Apart from key factors, such as attempts to reduce poverty and bring about positive lifestyle changes, enhancement of individual and community health status also depends to a significant extent on the availability of affordable and high quality health care services. Periodically, this newsletter serves as a vehicle for identifying instances where more improvements are necessary. Depending on which health professions are involved and types of diseases, deficiencies in nomenclature can play an important role in affecting health care quality.

An article by Peterson et al in the December 2023 issue of the journal JAMA Neurology discusses how nomenclature in the field of neurodegenerative diseases presents a challenging problem. The authors note that inconsistent use of terms such as Alzheimer disease and dementia has compromised progress in clinical care, research, and development of therapeutics. Dementia-associated stigma further contributes to inconsistent and imprecise language. The result is a lack of clarity that produces confusion with patients and the general public, and presents communication challenges among researchers.  

Thus, the Advisory Council on Research, Care, and Services of the National Plan to Address Alzheimer’s Disease authorized a committee to make recommendations for improvement. This Dementia Nomenclature Initiative established a framework to guide communication about cognitive impairment among older adults. Wider testing and refinement of the framework subsequently will improve the information used in communicating about cognitive impairment and the way in which the information is used in clinical, research, and public settings. 

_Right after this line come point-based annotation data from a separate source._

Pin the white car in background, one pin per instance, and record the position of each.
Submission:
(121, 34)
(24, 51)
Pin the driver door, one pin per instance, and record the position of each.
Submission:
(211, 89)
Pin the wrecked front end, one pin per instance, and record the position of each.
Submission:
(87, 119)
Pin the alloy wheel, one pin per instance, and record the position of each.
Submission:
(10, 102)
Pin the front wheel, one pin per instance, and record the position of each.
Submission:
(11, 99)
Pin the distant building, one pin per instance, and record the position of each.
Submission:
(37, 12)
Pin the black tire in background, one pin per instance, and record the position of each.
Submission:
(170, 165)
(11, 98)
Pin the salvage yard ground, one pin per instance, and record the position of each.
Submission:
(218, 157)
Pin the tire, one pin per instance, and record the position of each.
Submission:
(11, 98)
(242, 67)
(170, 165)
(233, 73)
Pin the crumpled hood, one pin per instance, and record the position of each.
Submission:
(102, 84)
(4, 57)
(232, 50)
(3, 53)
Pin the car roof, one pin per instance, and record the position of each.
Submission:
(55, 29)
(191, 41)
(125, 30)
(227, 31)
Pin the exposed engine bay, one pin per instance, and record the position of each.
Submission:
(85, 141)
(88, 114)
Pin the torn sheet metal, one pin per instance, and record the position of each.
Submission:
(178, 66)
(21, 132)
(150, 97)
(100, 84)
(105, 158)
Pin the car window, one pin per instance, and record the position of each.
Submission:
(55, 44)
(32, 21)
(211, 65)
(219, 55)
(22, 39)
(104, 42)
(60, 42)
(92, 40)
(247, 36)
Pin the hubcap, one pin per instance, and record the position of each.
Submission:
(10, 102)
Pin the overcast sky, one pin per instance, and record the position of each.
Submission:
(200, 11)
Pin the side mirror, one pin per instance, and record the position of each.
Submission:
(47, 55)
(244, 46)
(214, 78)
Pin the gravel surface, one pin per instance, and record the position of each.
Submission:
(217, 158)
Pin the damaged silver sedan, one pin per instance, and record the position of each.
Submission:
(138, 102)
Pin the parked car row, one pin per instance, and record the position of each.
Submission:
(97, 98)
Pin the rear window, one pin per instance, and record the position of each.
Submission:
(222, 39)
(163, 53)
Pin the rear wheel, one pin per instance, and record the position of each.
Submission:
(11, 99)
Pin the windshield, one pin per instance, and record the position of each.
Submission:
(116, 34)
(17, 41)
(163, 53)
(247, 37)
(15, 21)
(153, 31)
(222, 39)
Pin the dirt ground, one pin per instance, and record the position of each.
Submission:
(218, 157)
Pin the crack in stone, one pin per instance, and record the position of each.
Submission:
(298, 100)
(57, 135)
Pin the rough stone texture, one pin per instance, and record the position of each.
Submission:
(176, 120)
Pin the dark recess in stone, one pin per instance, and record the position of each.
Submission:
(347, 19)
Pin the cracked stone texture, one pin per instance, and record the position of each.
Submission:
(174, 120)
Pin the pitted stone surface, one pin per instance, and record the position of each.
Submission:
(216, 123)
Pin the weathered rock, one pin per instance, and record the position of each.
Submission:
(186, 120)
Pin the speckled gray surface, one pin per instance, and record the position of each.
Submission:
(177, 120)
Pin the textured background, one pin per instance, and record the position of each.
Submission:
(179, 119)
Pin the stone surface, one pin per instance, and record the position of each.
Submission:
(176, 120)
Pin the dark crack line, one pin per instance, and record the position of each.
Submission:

Unfortunately, disagreements can occur that impair an ability to arrive at easy and timely remedies in areas that are controversial. In an article by Nyame and colleagues in the November 2023 issue of the Journal of the National Cancer Institute on the topic of putting patients first to redefine prostate cancer classifications, the debate over removing the cancer designation for low-grade prostate cancer has taken center-stage recently. Proponents of a name change for grade group 1 (GG1) prostate cancer cite 1) extremely low rates of progression, metastasis, and death; 2) patient anxiety related to having a cancer diagnosis; and 3) the harms of overdiagnosis and overtreatment as reasons to remove the cancer label from GG1 prostate cancer.  

Opponents of this name change point to the fact that 1) although less common, patients with GG1 cancers can demonstrate extraprostatic extension, metastases, and recurrence following treatment; 2) GG1 cancers meet the histologic definition of a cancer (i,e,, loss of the basement membrane); and 3) the name change may lead to adverse oncologic outcomes if any of the 25% to 50% of patients with prostate cancer reclassification are lost to follow-up because of removal of the cancer label. A related concern is that a cancer label induces anxiety and fear of cancer progression that may be impervious to even the best clinician’s counseling.